Getting Realer and RealerFunny how people have less time for trivial nonsense now that the dot-com boom has subsided.
Apparently, as we head into the Direct Marketing Association's net.marketing trade show in Seattle beginning Feb. 26, cooler heads in the e-mail market are prevailing, and the days of bickering factions are over. The climate brings to mind a saying from academia: "The fights are vicious because the stakes are so low."
Academics are known for rip-out-your-spleen politicking, mainly because many of them have tenure and not nearly enough to do. And since they can't be fired, even those who have enough to do don't have to play nice. For the record, I come from a family of academics who read these editorials and who are, of course, exceptions to these sweeping generalizations.
One of the great qualities of business is that it forces people to set priorities and choose their battles, especially when times start to get tough. As the stakes get higher, the trivial fighting begins to disappear.
That time in the e-mail world has apparently arrived.
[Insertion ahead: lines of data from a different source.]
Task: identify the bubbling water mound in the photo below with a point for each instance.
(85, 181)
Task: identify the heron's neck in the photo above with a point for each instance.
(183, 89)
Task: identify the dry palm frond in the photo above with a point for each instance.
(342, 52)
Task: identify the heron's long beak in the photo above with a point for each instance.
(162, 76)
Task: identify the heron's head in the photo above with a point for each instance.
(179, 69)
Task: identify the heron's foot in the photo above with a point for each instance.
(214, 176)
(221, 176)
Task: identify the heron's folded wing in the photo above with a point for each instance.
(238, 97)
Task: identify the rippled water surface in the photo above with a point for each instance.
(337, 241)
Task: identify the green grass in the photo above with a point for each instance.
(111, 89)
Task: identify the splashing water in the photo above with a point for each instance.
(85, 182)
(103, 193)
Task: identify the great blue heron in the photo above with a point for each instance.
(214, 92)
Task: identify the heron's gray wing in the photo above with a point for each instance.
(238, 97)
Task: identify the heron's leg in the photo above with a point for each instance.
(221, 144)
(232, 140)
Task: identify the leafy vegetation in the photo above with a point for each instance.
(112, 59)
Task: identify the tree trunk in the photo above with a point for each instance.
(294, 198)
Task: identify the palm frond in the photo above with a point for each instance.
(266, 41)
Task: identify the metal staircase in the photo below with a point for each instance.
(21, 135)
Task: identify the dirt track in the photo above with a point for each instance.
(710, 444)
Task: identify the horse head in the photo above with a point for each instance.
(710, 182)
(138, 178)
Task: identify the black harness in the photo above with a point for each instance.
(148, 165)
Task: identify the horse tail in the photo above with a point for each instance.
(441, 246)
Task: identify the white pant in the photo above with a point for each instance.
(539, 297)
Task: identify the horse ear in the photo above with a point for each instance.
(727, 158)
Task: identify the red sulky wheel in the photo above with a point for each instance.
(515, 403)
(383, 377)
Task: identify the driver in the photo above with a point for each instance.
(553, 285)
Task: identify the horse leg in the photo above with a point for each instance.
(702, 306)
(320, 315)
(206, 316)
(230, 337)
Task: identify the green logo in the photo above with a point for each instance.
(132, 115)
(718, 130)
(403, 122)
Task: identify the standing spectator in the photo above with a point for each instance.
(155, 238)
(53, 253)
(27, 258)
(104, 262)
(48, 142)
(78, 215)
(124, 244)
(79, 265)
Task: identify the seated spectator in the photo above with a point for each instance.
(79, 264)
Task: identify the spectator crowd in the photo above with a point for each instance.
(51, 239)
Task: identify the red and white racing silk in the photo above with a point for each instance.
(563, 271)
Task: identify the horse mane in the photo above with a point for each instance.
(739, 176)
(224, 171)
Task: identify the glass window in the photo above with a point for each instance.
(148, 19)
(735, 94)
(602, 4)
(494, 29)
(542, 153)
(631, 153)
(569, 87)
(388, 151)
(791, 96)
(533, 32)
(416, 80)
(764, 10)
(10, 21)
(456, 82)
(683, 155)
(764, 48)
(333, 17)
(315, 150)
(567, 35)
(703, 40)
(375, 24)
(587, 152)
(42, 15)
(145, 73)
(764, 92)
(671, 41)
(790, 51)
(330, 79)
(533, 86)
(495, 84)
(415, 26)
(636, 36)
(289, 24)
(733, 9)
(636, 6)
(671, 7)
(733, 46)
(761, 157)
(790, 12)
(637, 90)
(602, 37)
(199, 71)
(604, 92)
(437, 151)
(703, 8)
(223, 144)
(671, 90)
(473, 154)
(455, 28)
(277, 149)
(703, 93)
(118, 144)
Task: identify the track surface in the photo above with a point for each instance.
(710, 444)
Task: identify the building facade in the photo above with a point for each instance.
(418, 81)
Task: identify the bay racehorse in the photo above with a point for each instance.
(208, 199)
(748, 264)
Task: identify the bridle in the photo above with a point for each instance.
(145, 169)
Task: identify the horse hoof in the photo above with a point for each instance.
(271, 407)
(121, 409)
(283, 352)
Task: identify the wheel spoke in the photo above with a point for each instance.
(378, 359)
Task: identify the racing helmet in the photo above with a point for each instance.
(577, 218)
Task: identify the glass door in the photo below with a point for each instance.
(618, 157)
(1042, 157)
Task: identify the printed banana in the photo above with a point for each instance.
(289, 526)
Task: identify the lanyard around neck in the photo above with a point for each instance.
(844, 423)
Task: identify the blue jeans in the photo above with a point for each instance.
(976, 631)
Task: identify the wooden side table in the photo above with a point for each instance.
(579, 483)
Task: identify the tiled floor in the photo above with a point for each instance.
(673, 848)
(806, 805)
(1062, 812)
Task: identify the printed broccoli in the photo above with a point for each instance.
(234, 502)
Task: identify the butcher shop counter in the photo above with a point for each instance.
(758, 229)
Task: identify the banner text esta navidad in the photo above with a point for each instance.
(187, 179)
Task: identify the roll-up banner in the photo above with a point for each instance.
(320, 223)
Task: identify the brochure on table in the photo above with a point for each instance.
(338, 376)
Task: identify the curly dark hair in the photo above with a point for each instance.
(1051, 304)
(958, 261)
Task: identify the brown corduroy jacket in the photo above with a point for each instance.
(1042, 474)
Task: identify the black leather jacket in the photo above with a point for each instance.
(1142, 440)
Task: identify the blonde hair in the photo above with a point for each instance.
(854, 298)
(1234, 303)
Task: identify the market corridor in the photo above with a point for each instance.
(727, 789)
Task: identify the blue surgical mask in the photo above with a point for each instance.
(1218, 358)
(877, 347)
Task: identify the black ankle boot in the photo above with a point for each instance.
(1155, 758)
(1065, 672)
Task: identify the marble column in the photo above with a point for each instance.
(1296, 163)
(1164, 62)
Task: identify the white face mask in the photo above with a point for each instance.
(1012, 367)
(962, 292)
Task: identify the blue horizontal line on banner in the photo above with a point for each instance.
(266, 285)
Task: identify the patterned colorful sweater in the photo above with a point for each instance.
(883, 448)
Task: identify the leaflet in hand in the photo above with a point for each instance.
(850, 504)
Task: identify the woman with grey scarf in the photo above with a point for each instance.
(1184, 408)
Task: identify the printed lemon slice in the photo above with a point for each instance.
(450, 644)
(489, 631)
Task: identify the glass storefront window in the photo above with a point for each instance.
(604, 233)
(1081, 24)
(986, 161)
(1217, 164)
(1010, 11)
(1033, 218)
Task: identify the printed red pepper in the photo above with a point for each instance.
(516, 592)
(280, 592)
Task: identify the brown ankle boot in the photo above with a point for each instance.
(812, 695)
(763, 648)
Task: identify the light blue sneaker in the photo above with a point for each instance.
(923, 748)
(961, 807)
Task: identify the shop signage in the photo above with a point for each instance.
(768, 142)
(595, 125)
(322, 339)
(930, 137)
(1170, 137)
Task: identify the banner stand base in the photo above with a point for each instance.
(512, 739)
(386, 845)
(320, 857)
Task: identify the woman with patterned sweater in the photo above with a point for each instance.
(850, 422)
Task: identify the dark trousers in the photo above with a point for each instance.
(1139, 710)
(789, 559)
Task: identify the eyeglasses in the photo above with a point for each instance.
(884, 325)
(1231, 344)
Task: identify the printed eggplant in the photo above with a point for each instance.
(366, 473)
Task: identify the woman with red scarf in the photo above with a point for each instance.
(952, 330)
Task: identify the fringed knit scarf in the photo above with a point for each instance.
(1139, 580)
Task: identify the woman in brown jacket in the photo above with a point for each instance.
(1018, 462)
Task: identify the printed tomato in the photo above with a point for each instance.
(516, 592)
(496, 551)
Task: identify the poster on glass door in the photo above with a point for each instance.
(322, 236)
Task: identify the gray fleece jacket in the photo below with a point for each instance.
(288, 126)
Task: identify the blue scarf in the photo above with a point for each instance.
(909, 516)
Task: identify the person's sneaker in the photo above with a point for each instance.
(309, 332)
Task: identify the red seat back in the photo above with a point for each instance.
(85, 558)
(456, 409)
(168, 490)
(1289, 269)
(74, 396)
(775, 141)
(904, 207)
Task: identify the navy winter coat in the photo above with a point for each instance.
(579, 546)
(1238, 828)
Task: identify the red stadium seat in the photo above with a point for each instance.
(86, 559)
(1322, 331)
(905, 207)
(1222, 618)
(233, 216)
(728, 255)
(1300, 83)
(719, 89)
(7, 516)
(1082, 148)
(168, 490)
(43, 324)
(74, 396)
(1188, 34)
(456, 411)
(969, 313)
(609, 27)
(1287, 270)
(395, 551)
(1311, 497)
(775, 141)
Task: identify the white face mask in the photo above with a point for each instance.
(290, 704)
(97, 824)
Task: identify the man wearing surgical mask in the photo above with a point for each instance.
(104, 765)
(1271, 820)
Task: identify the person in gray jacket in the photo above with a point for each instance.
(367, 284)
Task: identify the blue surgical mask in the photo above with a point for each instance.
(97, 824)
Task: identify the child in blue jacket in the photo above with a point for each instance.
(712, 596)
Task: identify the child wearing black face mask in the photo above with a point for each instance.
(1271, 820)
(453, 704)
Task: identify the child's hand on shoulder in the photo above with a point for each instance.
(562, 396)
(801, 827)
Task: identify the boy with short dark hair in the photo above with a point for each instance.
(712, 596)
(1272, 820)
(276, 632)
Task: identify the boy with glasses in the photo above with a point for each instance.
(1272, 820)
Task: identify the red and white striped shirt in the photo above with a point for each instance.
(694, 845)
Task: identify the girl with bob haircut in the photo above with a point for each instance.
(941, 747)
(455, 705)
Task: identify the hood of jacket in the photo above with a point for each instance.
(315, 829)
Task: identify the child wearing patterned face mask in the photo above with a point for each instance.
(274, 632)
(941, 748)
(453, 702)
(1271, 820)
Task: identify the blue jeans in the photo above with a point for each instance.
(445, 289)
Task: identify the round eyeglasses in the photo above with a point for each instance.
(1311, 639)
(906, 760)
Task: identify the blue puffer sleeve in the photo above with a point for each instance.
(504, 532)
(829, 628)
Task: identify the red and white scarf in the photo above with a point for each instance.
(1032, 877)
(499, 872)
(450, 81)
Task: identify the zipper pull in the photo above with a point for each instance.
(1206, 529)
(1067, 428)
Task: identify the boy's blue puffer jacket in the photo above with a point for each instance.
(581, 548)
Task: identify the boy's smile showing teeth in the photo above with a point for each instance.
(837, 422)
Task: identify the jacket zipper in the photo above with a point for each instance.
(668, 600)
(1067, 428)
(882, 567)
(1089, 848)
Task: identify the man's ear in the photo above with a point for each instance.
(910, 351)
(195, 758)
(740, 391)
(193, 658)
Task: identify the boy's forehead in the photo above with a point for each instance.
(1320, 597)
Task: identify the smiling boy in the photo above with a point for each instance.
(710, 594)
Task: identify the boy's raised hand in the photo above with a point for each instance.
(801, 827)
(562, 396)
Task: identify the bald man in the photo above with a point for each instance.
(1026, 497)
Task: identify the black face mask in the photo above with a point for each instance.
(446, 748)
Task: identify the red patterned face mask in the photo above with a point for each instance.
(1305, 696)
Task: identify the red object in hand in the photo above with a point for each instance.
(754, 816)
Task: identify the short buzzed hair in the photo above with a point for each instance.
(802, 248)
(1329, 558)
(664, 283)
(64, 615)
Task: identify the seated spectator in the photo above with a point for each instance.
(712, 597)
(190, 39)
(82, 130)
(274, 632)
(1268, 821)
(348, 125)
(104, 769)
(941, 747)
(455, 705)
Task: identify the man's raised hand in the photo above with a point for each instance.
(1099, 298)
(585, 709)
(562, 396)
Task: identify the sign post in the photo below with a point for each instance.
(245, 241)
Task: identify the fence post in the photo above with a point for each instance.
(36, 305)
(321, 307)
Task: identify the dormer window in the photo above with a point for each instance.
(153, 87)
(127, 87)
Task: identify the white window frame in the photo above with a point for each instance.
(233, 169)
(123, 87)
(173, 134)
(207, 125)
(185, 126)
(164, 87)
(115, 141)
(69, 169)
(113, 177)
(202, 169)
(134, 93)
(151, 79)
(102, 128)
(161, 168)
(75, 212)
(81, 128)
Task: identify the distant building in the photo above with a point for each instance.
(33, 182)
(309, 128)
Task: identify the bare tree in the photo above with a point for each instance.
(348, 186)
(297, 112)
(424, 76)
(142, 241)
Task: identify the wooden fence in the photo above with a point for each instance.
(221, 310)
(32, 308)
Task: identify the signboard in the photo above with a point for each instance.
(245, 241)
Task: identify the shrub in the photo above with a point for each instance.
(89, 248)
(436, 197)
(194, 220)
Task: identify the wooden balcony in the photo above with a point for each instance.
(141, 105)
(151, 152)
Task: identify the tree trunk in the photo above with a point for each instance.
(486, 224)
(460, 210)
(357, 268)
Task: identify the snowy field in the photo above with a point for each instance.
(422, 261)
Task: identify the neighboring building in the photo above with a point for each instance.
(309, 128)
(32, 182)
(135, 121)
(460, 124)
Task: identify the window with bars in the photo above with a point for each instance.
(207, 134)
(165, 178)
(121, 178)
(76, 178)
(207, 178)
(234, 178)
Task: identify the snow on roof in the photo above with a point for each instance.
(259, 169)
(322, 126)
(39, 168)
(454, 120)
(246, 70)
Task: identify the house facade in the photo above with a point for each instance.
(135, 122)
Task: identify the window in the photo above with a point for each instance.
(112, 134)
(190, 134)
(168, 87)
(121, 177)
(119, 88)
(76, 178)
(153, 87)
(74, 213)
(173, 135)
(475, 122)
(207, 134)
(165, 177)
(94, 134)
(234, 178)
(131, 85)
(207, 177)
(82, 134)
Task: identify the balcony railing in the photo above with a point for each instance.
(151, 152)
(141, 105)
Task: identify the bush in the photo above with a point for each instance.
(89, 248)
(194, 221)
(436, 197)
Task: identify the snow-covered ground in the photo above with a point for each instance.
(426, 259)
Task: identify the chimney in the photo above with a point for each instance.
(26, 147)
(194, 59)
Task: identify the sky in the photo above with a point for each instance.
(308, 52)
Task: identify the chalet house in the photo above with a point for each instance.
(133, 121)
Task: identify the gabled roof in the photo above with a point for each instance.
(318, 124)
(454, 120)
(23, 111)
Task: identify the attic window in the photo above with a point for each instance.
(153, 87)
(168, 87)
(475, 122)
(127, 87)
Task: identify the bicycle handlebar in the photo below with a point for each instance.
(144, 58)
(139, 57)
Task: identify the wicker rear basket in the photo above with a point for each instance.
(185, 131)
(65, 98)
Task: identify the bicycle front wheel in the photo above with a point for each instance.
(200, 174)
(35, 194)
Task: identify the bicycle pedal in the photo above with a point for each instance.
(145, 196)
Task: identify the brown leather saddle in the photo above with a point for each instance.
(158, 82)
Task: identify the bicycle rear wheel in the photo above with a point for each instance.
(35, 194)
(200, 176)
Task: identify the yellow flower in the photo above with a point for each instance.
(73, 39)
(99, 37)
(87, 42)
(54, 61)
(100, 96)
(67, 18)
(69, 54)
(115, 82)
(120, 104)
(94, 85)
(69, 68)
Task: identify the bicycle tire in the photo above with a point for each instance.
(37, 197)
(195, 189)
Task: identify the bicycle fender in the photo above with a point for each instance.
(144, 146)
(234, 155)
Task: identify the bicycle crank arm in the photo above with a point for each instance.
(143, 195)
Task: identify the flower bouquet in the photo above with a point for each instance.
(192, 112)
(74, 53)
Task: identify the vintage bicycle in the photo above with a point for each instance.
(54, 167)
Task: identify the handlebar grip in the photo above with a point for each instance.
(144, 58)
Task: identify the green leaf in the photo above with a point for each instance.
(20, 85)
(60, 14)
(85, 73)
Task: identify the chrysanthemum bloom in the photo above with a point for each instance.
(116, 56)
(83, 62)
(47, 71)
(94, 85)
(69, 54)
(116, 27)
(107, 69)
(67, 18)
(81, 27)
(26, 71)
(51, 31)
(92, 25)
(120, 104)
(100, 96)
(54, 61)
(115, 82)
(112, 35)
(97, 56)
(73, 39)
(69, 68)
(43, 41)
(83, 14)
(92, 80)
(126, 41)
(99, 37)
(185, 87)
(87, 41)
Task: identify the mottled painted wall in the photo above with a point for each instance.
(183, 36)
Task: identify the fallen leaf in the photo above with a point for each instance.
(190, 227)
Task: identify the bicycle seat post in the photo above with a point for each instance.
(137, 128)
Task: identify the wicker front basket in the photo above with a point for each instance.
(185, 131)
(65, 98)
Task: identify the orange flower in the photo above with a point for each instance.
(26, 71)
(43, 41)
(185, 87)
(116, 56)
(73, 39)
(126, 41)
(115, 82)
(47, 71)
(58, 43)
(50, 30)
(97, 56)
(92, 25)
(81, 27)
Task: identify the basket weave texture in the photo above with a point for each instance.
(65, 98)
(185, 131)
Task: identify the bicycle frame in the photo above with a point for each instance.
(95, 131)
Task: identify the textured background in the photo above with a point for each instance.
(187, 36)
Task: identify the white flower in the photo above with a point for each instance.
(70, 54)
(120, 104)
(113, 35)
Last year, as co-chairman of the Association for Interactive Media's Council for Responsible E-mail and a founding board member of the Responsible Electronic Communications Alliance, John Lawlor estimates he spent an entire workweek in meetings, conference calls and travel related to e-mail political issues.
"Probably more than that, and I'm not the only one," said Lawlor, president of EmailChannel, the Boca Raton, FL, developer of MailMutt.com, a commercial e-mail search engine and mail-management tool. He has since pulled out of RECA for lack of time.
Remember how the big issue last year was how much opt-in is enough? Is it enough to send subscribers a confirmation e-mail to which they must respond to get removed from a list? Or must we send them an e-mail to which they must respond to stay on the list?
"In a way, the bickering came from the fact that too many people focused on the minutiae of what the consumers did and didn't want," said Lawlor.
This year, apparently only the last of the not-enough-to-dos (and followers of anti-spam group Mail Abuse Prevention System, of course) have the time to discuss such mind-numbingly picayune issues.
"Last year, we had various factions trying to flex their muscles to try and take leadership in the space," said Reggie Brady, vice president of strategy and partnerships at Toronto-based e-mail service provider FloNetwork, and a RECA board member. "This year, we've coalesced. As opposed to the sparring that was going on, it's more back to business. And by back to business, I mean outreach to major ISPs, working with the FTC."
Where last year, the various e-mail factions held conference calls to wrangle over minutiae, this year, RECA is surveying marketers to reach a consensus on best practices.
In a tighter market, "the nuances of double opt in with cappuccino versus double opt in with caramel mochiatta go away," Lawlor said.
Here's some advice: If you're at the show and someone from an e-mail company corners you for a long discussion over the nuances of the various types of opt-in marketing, chances are, they're on their company's short list for the next round of layoffs. Run from them.
Meanwhile, though the tone among attendees will be more down-to-business, this DMA net.marketing show has huge factors working against it: Travel and marketing budgets have been slashed, and a lot of people have had their wings clipped. What's more, Seattle's not an easy place for most of the marketing world to get to.
Industry buzz is: Don't be surprised if the show's a ghost town.
Said one exhibitor who wished to remain anonymous: "They'll [the DMA] try and put the best spin possible, but it's going to be ugly."